The door-to-balloon time regarding the 10 cases recorded before the protocol implementation was 200 ± 77 minutes, i.e., above the desired values. After the protocol implementation, there was a progressive reduction of the door-to-balloon time, to 142 ± 78 minutes in the first 10 patients, followed by 150 ± 50 minutes, 131 ± 37 minutes and, finally, 116 29 minutes in the three sequential periods of 10 patients, respectively (Figure 1 and Table 2). Considering the mean observed in the last period of 10 patients, in relation to the pre-protocol period, there was a reduction by 42% in the door-to-balloon time. In addition to a reduction of the mean, a progressive increase in the homogeneity of times in each period was also observed, represented by a decrease in the coefficients of variability of the door-to-balloon times (55%, 33%, 28%, and 25%, respectively, in the four periods after protocol implementation). In the period before protocol implementation, no patient showed a desired door-to-balloon time (< 120 minutes). After the protocol, 40%, 30%, 40% and, finally, 60% of patients showed a door-to-balloon time < 120 minutes, respectively, in the four sequential periods of 10 patients (Figure 2).

Figure 1.

Figure 1

Comparison of door-to-balloon time means at each sequential group of 10 patients, showing a progressive reduction on times after protocol implementation.

Table 2.

Evolution of the door-to-balloon time and of its two main components, according to periods relative to the implementation of a care protocol

Times (minutes) Pre-protocol 1st period 2nd period 3rd period 4th period Reduction (%)
Door-to-balloon 200 ± 77 142 ± 78 150 ± 50 131 ± 37 116 ± 29 42
Door-to-diagnosis 30 ± 6.9 11 ± 3.6 15 ± 7.1 10 ± 22 8.5 ± 2.7 72
Diagnosis-to-balloon 170 ± 70 131 ± 78 135 ± 41 109 ± 12 107 ± 7.9 37

Pre-protocol corresponds to the 10 patients before protocol implementation; each subsequent period corresponds to 10 sequential patients.

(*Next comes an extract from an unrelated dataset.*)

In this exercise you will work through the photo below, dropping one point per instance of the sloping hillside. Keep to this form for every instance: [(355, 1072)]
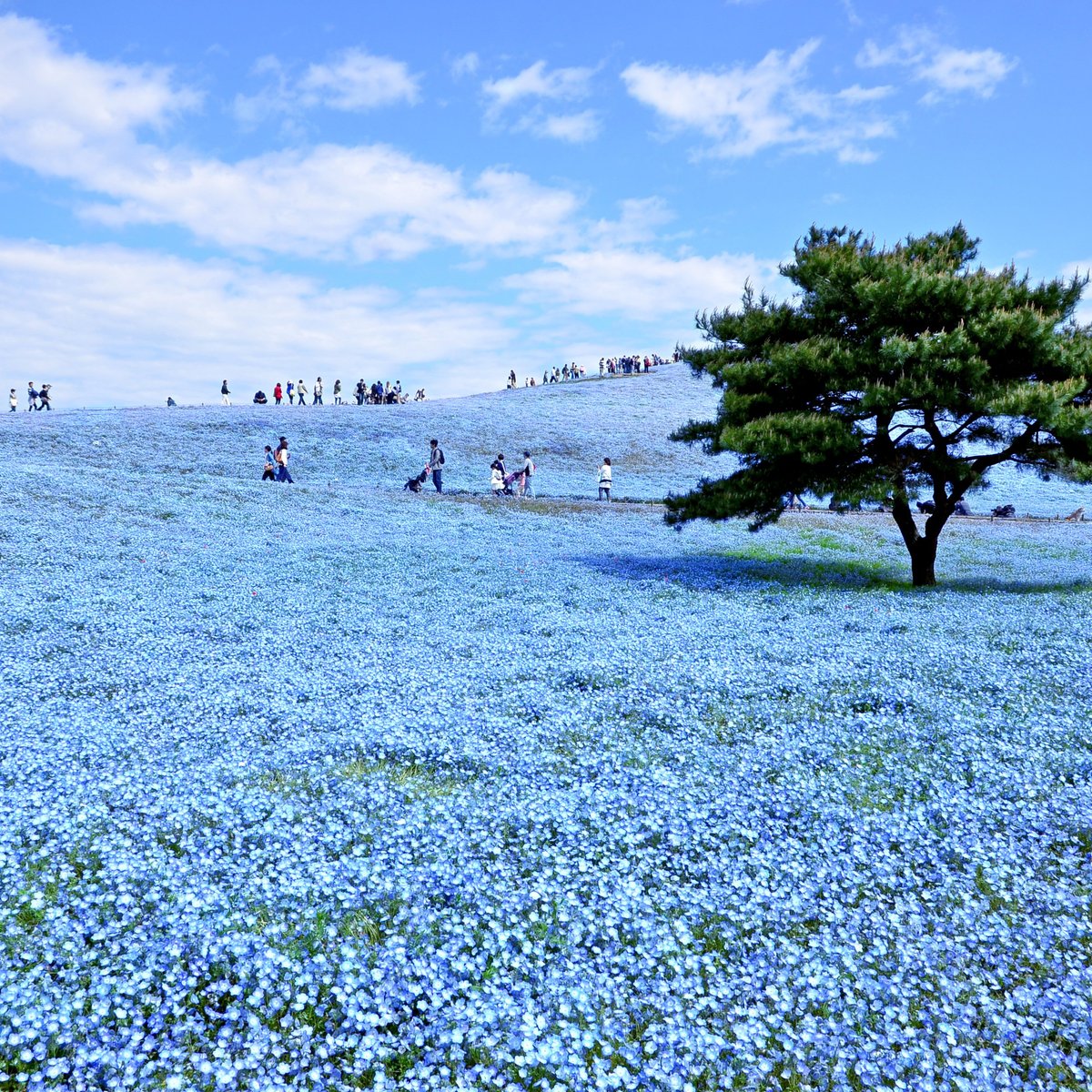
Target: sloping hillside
[(568, 427)]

P values were not calculated for the differences between groups, because this is a population, not a population sample.

Figure 2.

Figure 2

Comparison of the proportion of individuals with adequate door-to-balloon time (< 120 minutes) at each sequential group of 10 patients, showing a favorable outcome after protocol implementation.

The reduction observed in the door-to-balloon time resulted from an improved time for diagnosis (door-to-diagnosis time) and for patient preparation (diagnosis-to-balloon time). The first one was 30 ± 6.9 minutes prior to the protocol, going to 11 ± 3.6 minutes, 15 ± 7.1 minutes, 10 ± 22 minutes and 8.5 ± 2.7 minutes in the last period (a reduction by 72% observed in the last period in relation to the period prior to the protocol). The diagnosis-to-balloon time went from 170 ± 70 minutes to 131 ± 78 minutes, 135 ± 41 minutes, 109 ± 12 minutes and, finally, 107 ± 7.9 minutes (a 37% reduction), as shown in Table 2.

A continuous improvement of the door-to-balloon time was also observed when each patient was considered individually, in a sequential order, by linear regression analysis. This analysis demonstrated a coefficient of regression (β) of - 1.74, which corresponds to the estimate of door-to-balloon time reduction at each patient in the sequence. The linearity of this association was represented by a correlation coefficient (r) of - 0.41 (Figure 3).

Figure 3.

Figure 3

Linear regression analysis describing the influence of each patient in the time sequence (variable X, predictive) on the door‑to‑balloon time (variable Y, endpoint).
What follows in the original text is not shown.